I read a little about blog design this weekend and all the old half-buried interests rose like zombies from their shallow graves. I want to learn to code the blog myself. I want to design the whole thing myself. I want to learn Inkscape, GIMP, take brilliant photos, and write sublime copy. Now.
Such a surge of creative frenzy is exhilarating, but I’ve learned before that I quickly drown if I don’t grab hold of one sturdy idea. One thing at a time, I scold the wild-eyed child inside me. Now, what do you want to do first? That’s the hardest thing. What to choose? I have reasons for all these desires. They’re all marketable skills if I develop them enough. Some of these things come easier than others. And other skills I’ve wanted to learn for a long time. How to choose?
I pretend I am a Zen master. I try to center, calm the demons that gnaw on me. One thing at a time. I decide I will still just write, take photos, and maybe do a little tinkering with a new blog template. I will not let myself check out a book on PHP from the library. I will not spend the whole day working through GIMP tutorials when I should be doing homework. I will breathe in, then out. I will keep my hand moving. I will write.

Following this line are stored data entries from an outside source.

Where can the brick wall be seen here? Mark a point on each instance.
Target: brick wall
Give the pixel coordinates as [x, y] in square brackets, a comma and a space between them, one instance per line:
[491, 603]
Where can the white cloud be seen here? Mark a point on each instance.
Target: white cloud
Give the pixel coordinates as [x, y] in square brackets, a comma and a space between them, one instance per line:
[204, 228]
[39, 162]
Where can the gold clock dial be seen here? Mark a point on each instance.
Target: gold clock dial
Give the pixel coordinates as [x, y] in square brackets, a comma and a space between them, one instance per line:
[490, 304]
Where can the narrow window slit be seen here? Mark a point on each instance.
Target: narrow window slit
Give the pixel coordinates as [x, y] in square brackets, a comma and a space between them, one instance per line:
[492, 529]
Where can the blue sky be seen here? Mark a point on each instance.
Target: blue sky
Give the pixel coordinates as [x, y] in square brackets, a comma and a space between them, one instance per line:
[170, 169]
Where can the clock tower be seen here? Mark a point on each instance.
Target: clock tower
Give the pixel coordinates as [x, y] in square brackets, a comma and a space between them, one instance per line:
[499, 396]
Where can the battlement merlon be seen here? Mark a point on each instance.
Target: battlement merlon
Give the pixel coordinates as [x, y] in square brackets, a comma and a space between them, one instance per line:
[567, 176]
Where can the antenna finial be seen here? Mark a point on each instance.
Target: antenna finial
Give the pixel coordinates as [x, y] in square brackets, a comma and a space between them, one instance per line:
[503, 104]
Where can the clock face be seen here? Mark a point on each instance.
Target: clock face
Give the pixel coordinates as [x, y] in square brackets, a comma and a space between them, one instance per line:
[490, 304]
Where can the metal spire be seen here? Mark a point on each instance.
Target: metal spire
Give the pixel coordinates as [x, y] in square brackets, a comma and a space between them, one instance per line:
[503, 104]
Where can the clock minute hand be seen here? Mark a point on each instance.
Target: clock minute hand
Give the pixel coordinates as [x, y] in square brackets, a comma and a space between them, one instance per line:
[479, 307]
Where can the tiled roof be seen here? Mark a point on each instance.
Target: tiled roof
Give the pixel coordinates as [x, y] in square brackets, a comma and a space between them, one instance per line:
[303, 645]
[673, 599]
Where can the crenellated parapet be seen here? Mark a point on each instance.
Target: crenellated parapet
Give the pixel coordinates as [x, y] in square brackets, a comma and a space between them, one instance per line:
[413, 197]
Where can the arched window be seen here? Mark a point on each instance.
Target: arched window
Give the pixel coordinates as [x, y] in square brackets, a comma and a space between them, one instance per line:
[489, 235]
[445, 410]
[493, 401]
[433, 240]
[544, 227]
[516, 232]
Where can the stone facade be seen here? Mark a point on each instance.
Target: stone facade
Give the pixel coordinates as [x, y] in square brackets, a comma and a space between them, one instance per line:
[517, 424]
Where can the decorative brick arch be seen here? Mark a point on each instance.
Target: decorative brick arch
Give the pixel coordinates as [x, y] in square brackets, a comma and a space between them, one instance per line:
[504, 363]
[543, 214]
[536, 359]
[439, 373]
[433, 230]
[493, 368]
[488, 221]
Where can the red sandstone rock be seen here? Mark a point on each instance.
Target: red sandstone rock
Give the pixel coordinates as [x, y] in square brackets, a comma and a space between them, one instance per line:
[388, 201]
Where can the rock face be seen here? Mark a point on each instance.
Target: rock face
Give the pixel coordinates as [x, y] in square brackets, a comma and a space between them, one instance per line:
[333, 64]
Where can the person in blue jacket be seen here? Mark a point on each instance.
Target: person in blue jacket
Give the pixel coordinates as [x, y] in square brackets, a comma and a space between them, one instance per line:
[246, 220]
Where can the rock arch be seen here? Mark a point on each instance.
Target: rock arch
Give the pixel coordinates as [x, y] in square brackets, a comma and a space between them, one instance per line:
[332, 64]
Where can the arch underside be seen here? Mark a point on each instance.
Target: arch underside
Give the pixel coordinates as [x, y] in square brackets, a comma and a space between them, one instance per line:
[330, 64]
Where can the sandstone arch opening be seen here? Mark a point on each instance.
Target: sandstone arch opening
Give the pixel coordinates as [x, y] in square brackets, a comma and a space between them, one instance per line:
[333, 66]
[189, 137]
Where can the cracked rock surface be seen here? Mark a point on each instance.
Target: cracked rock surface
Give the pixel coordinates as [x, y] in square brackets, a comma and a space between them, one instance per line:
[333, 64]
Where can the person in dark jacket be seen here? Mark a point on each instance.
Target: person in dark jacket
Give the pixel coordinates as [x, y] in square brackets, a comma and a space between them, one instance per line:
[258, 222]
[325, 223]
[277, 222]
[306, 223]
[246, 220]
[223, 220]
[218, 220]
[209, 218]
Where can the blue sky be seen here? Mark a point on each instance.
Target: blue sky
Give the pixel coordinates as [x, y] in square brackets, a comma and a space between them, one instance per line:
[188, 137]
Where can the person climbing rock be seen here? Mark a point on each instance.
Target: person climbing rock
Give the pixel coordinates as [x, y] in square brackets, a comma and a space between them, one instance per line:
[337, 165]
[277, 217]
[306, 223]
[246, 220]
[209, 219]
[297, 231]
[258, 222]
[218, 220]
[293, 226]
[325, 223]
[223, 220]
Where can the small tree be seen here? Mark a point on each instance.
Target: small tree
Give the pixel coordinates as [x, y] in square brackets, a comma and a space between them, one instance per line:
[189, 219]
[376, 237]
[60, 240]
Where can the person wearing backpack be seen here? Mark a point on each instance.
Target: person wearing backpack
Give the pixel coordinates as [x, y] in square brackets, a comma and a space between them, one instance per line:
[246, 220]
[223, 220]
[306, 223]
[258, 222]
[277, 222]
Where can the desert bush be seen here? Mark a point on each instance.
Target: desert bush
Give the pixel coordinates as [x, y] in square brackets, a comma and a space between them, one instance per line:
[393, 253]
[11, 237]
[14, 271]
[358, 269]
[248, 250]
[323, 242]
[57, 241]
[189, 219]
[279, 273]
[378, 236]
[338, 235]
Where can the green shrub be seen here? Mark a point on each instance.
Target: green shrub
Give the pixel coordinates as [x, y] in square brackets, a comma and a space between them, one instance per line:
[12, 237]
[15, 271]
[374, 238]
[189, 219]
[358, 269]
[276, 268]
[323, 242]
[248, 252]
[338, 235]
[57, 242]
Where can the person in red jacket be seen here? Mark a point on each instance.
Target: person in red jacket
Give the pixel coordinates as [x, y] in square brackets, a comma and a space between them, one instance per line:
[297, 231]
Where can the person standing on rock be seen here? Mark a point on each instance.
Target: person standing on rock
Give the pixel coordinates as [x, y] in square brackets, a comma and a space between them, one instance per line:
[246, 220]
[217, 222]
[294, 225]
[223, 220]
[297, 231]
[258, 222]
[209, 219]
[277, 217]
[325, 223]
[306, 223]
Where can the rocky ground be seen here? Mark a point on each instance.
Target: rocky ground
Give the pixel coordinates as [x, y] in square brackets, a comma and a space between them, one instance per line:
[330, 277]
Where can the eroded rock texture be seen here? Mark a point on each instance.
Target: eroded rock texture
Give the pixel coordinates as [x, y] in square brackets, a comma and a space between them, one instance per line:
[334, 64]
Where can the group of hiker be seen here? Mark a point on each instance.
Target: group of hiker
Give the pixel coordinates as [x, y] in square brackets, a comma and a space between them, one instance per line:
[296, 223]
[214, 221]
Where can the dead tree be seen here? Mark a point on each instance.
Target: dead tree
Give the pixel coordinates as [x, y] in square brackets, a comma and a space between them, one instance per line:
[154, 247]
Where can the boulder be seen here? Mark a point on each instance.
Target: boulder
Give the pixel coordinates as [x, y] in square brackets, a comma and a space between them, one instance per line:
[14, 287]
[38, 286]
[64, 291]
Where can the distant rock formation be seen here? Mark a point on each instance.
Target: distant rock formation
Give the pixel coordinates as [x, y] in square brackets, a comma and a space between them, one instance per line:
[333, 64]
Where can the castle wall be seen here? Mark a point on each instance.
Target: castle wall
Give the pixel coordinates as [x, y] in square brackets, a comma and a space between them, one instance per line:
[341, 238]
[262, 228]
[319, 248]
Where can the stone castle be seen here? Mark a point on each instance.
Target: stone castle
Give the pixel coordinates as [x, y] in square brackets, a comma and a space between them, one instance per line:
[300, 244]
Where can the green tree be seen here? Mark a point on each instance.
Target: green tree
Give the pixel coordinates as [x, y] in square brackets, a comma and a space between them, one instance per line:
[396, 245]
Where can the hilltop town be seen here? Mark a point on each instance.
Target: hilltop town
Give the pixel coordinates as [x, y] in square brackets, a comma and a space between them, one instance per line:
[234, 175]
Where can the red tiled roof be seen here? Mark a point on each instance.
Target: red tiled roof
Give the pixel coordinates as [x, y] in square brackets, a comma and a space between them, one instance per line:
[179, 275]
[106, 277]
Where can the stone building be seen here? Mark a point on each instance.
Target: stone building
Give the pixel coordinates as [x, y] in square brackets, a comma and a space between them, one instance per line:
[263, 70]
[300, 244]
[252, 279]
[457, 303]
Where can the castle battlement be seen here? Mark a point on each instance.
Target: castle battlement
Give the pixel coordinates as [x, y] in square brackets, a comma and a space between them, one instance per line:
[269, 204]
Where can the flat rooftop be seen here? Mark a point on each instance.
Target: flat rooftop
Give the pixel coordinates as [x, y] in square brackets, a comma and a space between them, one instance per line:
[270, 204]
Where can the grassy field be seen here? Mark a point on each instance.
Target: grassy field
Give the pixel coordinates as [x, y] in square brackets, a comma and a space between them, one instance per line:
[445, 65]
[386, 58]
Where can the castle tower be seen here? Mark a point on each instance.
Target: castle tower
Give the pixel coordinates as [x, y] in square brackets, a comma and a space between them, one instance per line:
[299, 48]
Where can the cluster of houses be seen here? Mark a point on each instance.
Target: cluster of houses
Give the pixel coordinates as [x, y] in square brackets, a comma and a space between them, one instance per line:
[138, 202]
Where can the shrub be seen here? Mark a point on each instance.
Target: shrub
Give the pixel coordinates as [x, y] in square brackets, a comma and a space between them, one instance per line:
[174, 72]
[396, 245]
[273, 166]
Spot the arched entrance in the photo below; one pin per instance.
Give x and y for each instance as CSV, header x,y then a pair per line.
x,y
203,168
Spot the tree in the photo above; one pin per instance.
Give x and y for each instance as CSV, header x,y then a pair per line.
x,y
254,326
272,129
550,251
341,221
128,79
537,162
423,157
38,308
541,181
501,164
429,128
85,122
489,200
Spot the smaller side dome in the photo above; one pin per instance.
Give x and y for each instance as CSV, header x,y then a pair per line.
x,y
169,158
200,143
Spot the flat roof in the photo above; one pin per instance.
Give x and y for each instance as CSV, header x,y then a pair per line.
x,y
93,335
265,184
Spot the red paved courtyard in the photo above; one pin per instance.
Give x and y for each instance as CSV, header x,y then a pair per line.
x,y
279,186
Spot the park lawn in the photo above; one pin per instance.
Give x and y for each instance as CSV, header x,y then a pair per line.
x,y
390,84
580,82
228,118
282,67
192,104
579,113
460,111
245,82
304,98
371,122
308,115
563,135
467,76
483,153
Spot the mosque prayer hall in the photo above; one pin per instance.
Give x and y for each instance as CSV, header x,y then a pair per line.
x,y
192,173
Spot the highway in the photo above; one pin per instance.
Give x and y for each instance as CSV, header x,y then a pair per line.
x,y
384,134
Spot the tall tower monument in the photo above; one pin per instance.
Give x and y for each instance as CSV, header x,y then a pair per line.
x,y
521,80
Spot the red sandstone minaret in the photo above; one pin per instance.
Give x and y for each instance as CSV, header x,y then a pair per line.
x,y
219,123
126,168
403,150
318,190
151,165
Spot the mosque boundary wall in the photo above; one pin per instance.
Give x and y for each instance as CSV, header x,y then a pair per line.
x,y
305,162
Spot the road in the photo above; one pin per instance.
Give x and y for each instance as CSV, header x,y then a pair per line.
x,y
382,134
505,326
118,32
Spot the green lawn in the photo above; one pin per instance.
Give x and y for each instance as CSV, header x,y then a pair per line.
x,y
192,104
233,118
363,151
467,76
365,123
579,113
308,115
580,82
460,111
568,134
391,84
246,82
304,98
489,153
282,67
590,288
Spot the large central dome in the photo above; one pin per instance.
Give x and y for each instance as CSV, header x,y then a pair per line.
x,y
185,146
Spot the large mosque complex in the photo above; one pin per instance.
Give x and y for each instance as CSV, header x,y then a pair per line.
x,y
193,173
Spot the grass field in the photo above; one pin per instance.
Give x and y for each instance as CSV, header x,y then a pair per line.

Think about your creative passions. What moves you so forcefully you can’t focus on anything else? Is it writing, is it starting a new business, is it design? How do you balance your life between love and duty? I have learned, with long experience, that I can’t do everything I want all at once. I need a balance.
When I wrestle with a surge of creative longing, I force myself to think in terms of time constraints. How much time do I really have to spend learning a new skill? Do I want to drop another interest to make time for the new one? I know that if I try to do everything at once, I’ll neglect the things I have to do, burn out, and end up quitting everything just to have a break. It’s a long, slow climb back up the creative mountain after that. I have, in the past, come to resent writing and other things I love because I let them take over my life. I hate how long it takes me to recover my confidence, my skill, and my voice after such a drought.
Now I realize that before leaping into anything new, I need to take the time to step back, examine my life, and choose when and where my new interest fits. Perhaps it doesn’t fit anywhere right now. So I make a note of a book to read on this topic someday. I record my thoughts in my journal. Then I let the idea go. I focus on what I choose, having faith that I’ll come back and renew my interest when the time is right.



Great post! I completely resonate with this situation… Curiously enough, it exactly when those bursts of creativity come that I tend to get the least amount of work done. :)
Thanks, Luciano. That’s exactly how I feel: I don’t get anything done when my attention is split in a million directions.